"You agree that any and all content, including without limitation any and all text, graphics, logos, tools, photographs, images, illustrations, software or source code, audio and video, animations, and product feedback (collectively, “Content”) that you provide to the public Network (collectively, “Subscriber Content”), is perpetually and irrevocably licensed to Stack Overflow on a worldwide, royalty-free, non-exclusive basis pursuant to Creative Commons licensing terms (CC BY-SA 4.0), and you grant Stack Overflow the perpetual and irrevocable right and license to access, use, process, copy, distribute, export, display and to commercially exploit…" https://stackoverflow.com/legal/terms-of-service
Except that Stack Overflow’s CEO, in this very article, says that it’s a violation of the Creative Commons license to train an LLM on their answers. So what he’s actually proposing is very unclear.
> When AI companies sell their models to customers, they “are unable to attribute each and every one of the community members whose questions and answers were used to train the model, thereby breaching the Creative Commons license,” Chandrasekar says.

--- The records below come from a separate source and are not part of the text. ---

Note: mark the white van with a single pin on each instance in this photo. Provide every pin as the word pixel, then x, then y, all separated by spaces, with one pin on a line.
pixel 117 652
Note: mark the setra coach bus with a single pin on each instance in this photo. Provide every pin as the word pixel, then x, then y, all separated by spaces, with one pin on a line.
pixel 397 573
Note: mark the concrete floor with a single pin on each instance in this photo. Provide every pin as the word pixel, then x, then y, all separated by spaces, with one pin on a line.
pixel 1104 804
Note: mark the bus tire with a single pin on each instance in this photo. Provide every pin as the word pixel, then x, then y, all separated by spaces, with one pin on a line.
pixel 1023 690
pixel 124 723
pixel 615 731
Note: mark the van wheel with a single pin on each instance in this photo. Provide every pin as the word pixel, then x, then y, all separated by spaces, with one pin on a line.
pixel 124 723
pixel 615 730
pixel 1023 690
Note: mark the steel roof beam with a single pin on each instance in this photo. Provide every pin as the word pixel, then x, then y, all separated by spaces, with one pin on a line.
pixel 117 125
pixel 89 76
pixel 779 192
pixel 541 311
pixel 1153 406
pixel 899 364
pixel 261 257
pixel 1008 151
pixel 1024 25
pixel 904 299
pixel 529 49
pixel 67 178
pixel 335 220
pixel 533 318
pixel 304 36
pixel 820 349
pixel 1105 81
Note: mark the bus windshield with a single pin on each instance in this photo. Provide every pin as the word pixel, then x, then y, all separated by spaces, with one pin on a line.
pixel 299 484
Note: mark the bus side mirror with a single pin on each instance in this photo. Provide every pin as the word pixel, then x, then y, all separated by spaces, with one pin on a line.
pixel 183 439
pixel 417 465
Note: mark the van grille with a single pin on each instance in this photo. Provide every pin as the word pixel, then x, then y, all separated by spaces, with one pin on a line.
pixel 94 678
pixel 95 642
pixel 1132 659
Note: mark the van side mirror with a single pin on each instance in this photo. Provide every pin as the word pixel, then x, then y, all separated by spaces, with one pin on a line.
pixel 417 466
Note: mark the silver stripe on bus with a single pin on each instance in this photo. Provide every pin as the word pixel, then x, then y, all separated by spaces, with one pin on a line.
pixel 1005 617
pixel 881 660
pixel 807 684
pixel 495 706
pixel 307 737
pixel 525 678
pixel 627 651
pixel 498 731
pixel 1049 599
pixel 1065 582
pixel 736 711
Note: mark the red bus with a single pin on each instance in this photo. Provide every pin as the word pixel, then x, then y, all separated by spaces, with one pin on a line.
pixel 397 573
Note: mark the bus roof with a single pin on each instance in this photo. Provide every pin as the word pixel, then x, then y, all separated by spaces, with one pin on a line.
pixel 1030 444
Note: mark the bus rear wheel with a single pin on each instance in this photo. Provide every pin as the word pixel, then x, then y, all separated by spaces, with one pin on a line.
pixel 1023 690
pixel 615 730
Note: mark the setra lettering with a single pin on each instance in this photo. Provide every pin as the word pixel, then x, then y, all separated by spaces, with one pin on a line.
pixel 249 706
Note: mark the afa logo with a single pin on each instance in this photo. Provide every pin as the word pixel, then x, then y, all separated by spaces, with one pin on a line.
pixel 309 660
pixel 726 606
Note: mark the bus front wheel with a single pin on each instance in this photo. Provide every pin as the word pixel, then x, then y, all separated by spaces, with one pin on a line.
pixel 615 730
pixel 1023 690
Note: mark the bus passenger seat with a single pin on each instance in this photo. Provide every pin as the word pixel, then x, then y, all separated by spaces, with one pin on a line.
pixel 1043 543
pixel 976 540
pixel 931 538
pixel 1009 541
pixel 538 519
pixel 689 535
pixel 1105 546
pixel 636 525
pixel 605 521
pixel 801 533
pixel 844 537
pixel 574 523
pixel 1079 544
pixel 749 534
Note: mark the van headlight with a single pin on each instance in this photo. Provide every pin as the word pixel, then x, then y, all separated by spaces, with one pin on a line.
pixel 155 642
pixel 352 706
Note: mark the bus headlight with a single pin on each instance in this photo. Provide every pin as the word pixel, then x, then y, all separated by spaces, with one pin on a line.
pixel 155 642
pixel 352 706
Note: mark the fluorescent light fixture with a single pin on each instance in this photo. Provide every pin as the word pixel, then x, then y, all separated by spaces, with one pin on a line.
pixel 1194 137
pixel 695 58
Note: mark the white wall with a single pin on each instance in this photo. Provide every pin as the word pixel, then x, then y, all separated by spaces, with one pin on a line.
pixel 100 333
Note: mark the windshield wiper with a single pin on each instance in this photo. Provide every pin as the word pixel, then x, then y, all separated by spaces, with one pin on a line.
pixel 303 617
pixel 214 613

> Except that Stack Overflow’s CEO, in this very article, says that it’s a violation of the Creative Commons license to train an LLM on their answers.
Yes, because it's a license violation — "If you remix, transform, or build upon the material, you must distribute your contributions under the same license as the original". That includes derived data products, like AI models, built using the content.
That seems rather debatable. While I don't think the overall use case favors fair use, due to the commercial nature of most of the end products, the fact that such use is clearly transformative is definitely a positive factor on the side of LLM creators:
> A key consideration in later fair use cases is the extent to which the use is transformative. In the 1994 decision Campbell v. Acuff-Rose Music Inc,[13] the U.S. Supreme Court held that when the purpose of the use is transformative, this makes the first factor more likely to favor fair use.[14] Before the Campbell decision, federal Judge Pierre Leval argued that transformativeness is central to the fair use analysis in his 1990 article, Toward a Fair Use Standard.[11] Blanch v. Koons is another example of a fair use case that focused on transformativeness. In 2006, Jeff Koons used a photograph taken by commercial photographer Andrea Blanch in a collage painting.[15] Koons appropriated a central portion of an advertisement she had been commissioned to shoot for a magazine. Koons prevailed in part because his use was found transformative under the first fair use factor.
SO content is dual licensed to SO, giving them the right to "commercially exploit" it. That means they can relicense under terms that also allow commercial exploitation.
because i wrote the content, and now they're trying to say what others can or can't do with it. but sure, i agreed to some terms.
those terms are CC BY-SA 4.0 (https://stackoverflow.com/help/licensing), which says others can "remix, transform, and build upon the material
for any purpose, even commercially."
I'd think harvesting for AI training data falls under that. the "attribution" and "share alike" clauses make it kinda tricky though.
those terms are kind of brutal actually, I'm not sure if anyone is following them. you have to credit every answer you use in your code? and share your new totally different code?